One of the main benefits of utilising a Veeam Cloud Connect partner is that the backup or replication data that is sent off-site, is not connected to the primary network where the production resource resides. Why is this important? Let’s assume that for some reason the primary workload domain is compromised or otherwise inaccessible. If the backups are also part of that primary workload domain then what do you have to recover from?
Let’s visualise that for a moment.
With the primary workload domain dead, then the backups are as good as dead too. This is a massive oversimplification but it demonstrates the point. The offsite backups in a Veeam Cloud Connect location are still accessible and ready to recover from. Veeam Insider Protection adds an additional layer of protection, you could even call it an air gap to those backups, but I digress for the purpose of this blog post.
Veeam Cloud Connect integration
As an employee at iland, a global provider of BaaS and DRaaS solutions, I am fortunate enough to have access to some Veeam Cloud Connect resources to test this out. The service provider needs to be running Veeam Backup and Replication V11 as a minimum on their backend for the Veeam Agent for Mac support to work. This is because Veeam Agent for Mac was introduced with Veeam V11.
Veeam job configuration
In the on-premises Veeam Backup and Replication server, create another Mac computer backup job.
Leave the defaults.
Name the job.
Choose the protection group containing the Macs.
Choose which files to backup. I covered this off in the original blog post how the Mac backup is not a bare-metal backup.
Now choose Veeam Cloud Connect Repository as the destintion.
Choose the cloud repository from the drop-down and the number of recovery points required.
Define the schedule.
and done.
We now have an additional Mac agent backup job created. The Mac agent does seem to support having multiple jobs associated with it.
And as before, Veeam Backup and Replication pushes the agent policy to the computers in the protection group, which is every 6 hours by default.
Recovery
As in my previous Mac agent blog post, we can recover data from the Mac agent on the endpoint. We can see both the backup jobs associated with this agent to recover from.

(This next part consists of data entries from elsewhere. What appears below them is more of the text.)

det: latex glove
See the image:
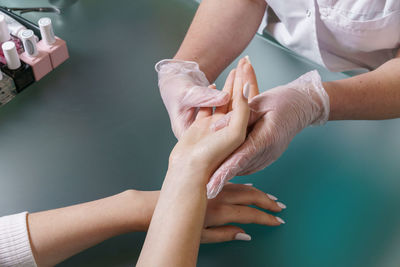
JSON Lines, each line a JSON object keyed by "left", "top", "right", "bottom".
{"left": 155, "top": 59, "right": 230, "bottom": 139}
{"left": 207, "top": 70, "right": 330, "bottom": 198}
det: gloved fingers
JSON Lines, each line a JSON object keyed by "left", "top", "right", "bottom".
{"left": 201, "top": 225, "right": 248, "bottom": 243}
{"left": 182, "top": 86, "right": 230, "bottom": 108}
{"left": 242, "top": 58, "right": 259, "bottom": 100}
{"left": 207, "top": 125, "right": 267, "bottom": 199}
{"left": 172, "top": 107, "right": 198, "bottom": 139}
{"left": 215, "top": 69, "right": 235, "bottom": 115}
{"left": 196, "top": 85, "right": 217, "bottom": 119}
{"left": 206, "top": 149, "right": 252, "bottom": 199}
{"left": 210, "top": 107, "right": 264, "bottom": 132}
{"left": 207, "top": 204, "right": 284, "bottom": 227}
{"left": 210, "top": 111, "right": 232, "bottom": 132}
{"left": 214, "top": 183, "right": 284, "bottom": 213}
{"left": 206, "top": 156, "right": 239, "bottom": 199}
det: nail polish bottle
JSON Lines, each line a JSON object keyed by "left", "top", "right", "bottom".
{"left": 1, "top": 41, "right": 34, "bottom": 92}
{"left": 36, "top": 18, "right": 69, "bottom": 68}
{"left": 0, "top": 8, "right": 41, "bottom": 37}
{"left": 0, "top": 14, "right": 24, "bottom": 64}
{"left": 19, "top": 29, "right": 52, "bottom": 81}
{"left": 0, "top": 70, "right": 17, "bottom": 106}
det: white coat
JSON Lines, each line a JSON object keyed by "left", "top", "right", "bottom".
{"left": 259, "top": 0, "right": 400, "bottom": 71}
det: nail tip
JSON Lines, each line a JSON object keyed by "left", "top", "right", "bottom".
{"left": 243, "top": 82, "right": 250, "bottom": 99}
{"left": 267, "top": 194, "right": 278, "bottom": 201}
{"left": 277, "top": 202, "right": 287, "bottom": 209}
{"left": 235, "top": 233, "right": 252, "bottom": 241}
{"left": 276, "top": 217, "right": 286, "bottom": 224}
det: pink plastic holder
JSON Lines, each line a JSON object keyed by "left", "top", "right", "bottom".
{"left": 19, "top": 50, "right": 52, "bottom": 81}
{"left": 37, "top": 37, "right": 69, "bottom": 68}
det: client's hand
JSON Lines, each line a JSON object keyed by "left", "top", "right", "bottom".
{"left": 132, "top": 183, "right": 285, "bottom": 243}
{"left": 168, "top": 57, "right": 251, "bottom": 184}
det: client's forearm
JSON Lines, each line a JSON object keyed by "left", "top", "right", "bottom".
{"left": 174, "top": 0, "right": 267, "bottom": 82}
{"left": 324, "top": 57, "right": 400, "bottom": 120}
{"left": 28, "top": 190, "right": 150, "bottom": 267}
{"left": 137, "top": 167, "right": 208, "bottom": 267}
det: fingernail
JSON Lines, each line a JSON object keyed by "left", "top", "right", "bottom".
{"left": 235, "top": 233, "right": 252, "bottom": 241}
{"left": 243, "top": 82, "right": 250, "bottom": 99}
{"left": 244, "top": 183, "right": 253, "bottom": 186}
{"left": 277, "top": 202, "right": 286, "bottom": 209}
{"left": 267, "top": 193, "right": 278, "bottom": 201}
{"left": 244, "top": 55, "right": 251, "bottom": 64}
{"left": 276, "top": 217, "right": 285, "bottom": 224}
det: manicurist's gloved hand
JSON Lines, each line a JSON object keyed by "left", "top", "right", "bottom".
{"left": 155, "top": 59, "right": 230, "bottom": 139}
{"left": 207, "top": 69, "right": 330, "bottom": 198}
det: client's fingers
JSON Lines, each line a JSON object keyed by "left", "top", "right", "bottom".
{"left": 215, "top": 69, "right": 235, "bottom": 115}
{"left": 196, "top": 84, "right": 216, "bottom": 119}
{"left": 225, "top": 58, "right": 250, "bottom": 138}
{"left": 216, "top": 183, "right": 285, "bottom": 213}
{"left": 201, "top": 225, "right": 249, "bottom": 243}
{"left": 242, "top": 57, "right": 259, "bottom": 99}
{"left": 207, "top": 205, "right": 284, "bottom": 227}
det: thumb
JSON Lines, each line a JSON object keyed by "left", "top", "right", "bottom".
{"left": 207, "top": 154, "right": 244, "bottom": 199}
{"left": 210, "top": 108, "right": 263, "bottom": 132}
{"left": 170, "top": 107, "right": 197, "bottom": 139}
{"left": 207, "top": 138, "right": 256, "bottom": 198}
{"left": 182, "top": 86, "right": 230, "bottom": 108}
{"left": 211, "top": 112, "right": 232, "bottom": 132}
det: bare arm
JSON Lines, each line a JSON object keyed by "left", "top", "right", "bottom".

And on the iland side, we can see in the iland console that the backups are stored in the familiar Veeam backup file formats.
Final thoughts
This could be a great solution for those users who are rarely connected to the corporate network to store backups locally and instead can send them straight to the cloud. One thing I am not sure about at this point and requires testing is if the Veeam agent still has any reliance on the Veeam Backup and Replication server to establish the connection to the Cloud Connect repository. Looking at the job logs though it appears to make a direct connection to cloud connect.
Its unfortunate that we dont see any information on the cloud connect side when the job is running. No details like the vm, progress, how many files / objects, completion %. Also in the mac agent you have nothing more than what restore points that are available. No data about the job details, or if its running, etc. In VSPC, all we see is running, again nothing about the completion %. It would be nice to know if its half done, 80% done. Etc
Completely agree, the Mac agent implementation is way less feature-rich than the Windows agent at this point. Hopefully, that will improve with time!